Background
I have a table of values that some need attention:
| ID | AddedDate |
|---------|-------------|
| 1 | 2010-04-01 |
| 2 | 2010-04-01 |
| 3 | 2010-04-02 |
| 4 | 2010-04-02 |
| 5 | NULL | <----------- needs attention
| 6 | 2010-04-02 |
| 7 | 2010-04-03 |
| 8 | 2010-04-04 |
| 9 | 2010-04-04 |
| 2432659 | 2016-06-15 |
| 2432650 | 2016-06-16 |
| 2432651 | 2016-06-17 |
| 2432672 | 2016-06-18 |
| 2432673 | NULL | <----------- needs attention
| 2432674 | 2016-06-20 |
| 2432685 | 2016-06-21 |
I want to select the rows where AddedDate
is null, and i want to select rows around it.

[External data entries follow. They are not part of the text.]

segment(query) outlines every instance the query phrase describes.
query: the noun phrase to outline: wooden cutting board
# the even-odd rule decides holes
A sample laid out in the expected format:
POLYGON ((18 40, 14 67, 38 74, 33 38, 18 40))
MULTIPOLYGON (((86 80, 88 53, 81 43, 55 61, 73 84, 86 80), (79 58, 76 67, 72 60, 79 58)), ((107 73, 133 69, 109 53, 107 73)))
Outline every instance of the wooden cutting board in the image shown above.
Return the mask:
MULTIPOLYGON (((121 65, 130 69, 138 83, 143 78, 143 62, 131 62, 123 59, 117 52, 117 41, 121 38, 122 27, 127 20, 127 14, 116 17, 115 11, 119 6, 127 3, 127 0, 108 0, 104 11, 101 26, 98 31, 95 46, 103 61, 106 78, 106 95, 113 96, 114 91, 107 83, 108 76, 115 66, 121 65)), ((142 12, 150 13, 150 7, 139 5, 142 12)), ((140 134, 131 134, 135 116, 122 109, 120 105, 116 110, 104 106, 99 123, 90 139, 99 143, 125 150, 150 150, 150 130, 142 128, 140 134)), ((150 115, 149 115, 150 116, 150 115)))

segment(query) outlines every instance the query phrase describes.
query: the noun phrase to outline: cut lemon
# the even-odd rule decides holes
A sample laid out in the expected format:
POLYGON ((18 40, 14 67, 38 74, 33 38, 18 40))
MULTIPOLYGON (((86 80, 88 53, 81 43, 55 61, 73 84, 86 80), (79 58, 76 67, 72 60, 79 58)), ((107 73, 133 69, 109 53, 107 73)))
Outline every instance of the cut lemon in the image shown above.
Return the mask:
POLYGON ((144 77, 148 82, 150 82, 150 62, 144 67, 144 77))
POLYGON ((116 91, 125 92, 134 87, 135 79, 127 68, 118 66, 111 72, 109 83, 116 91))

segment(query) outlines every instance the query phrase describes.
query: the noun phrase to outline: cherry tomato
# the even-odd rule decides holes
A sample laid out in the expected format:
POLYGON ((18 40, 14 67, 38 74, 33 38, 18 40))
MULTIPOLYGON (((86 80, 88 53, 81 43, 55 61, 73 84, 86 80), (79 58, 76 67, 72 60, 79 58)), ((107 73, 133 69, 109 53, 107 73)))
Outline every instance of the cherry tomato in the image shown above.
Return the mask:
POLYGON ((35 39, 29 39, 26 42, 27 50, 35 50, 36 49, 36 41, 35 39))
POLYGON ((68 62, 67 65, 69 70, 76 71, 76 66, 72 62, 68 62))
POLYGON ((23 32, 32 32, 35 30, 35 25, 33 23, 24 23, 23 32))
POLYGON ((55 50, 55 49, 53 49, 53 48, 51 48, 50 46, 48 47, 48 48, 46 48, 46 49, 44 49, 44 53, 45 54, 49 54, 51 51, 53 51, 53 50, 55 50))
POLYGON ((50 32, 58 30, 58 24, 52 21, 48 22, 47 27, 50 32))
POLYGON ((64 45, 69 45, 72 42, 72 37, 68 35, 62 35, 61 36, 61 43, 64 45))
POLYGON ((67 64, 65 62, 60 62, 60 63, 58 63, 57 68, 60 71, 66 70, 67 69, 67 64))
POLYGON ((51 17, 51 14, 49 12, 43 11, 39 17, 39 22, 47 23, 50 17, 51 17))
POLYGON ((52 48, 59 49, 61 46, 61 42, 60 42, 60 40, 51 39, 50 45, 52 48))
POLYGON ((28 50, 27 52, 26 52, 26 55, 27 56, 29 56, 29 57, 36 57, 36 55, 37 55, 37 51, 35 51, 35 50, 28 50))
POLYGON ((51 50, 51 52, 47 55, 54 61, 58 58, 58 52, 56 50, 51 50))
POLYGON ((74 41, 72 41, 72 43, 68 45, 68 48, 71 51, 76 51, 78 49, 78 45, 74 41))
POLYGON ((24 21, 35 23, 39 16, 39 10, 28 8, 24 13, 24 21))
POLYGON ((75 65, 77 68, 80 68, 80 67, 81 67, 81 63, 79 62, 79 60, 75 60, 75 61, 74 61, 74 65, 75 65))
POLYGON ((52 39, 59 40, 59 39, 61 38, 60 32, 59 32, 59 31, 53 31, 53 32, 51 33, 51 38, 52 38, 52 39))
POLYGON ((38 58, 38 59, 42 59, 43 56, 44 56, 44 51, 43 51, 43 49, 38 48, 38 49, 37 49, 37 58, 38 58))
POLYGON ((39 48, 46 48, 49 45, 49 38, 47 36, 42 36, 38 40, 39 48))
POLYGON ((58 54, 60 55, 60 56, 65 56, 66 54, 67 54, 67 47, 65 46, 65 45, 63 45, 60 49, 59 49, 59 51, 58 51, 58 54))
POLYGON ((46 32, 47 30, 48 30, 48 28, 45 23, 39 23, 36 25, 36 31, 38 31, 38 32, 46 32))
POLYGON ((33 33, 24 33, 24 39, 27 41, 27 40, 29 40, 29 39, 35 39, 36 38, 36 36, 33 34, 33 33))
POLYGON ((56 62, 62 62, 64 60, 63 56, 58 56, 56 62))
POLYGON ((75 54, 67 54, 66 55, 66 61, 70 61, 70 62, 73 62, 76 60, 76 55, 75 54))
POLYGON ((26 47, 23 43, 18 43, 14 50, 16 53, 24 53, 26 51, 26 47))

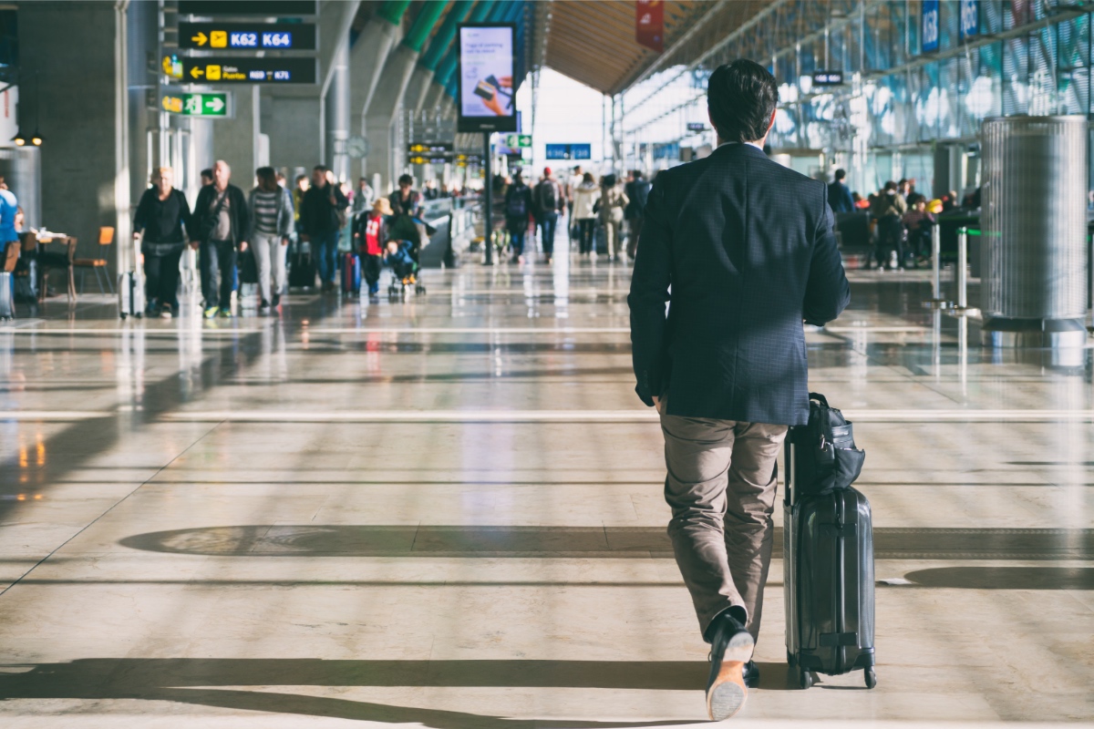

In this example question it would be sufficient to say rows where the ID
is ±3. This means i want:
| ID | AddedDate |
|---------|-------------|
| 2 | 2010-04-01 | ─╮
| 3 | 2010-04-02 | │
| 4 | 2010-04-02 | │
| 5 | NULL | ├──ID values ±3
| 6 | 2010-04-02 | │
| 7 | 2010-04-03 | │
| 8 | 2010-04-04 | ─╯
| 2432672 | 2016-06-18 | ─╮
| 2432673 | NULL | ├──ID values ±3
| 2432674 | 2016-06-20 | ─╯
Note: In reality it's a table of 9M rows, and 15k need attention.
Attempts
First i create a query that builds the ranges i'm interested in returning:
SELECT
ID-3 AS [Low ID],
ID+3 AS [High ID]
FROM Items
WHERE AddedDate IS NULL
Low ID High ID
------- -------
2 8
2432670 2432676
So my initial attempt to use this does work:
WITH dt AS (
SELECT ID-3 AS Low, ID+3 AS High
FROM Items
WHERE AddedDate IS NULL
)
SELECT * FROM Items
WHERE EXISTS(
SELECT 1 FROM dt
WHERE Items.ID BETWEEN dt.Low AND dt.High)
But when i try it on real data:
- 9 million total rows
- 15,000 interesting rows
- subtree cost of 63,318,400
- it takes hours (before i give up and cancel it)
There's probably a more efficient way.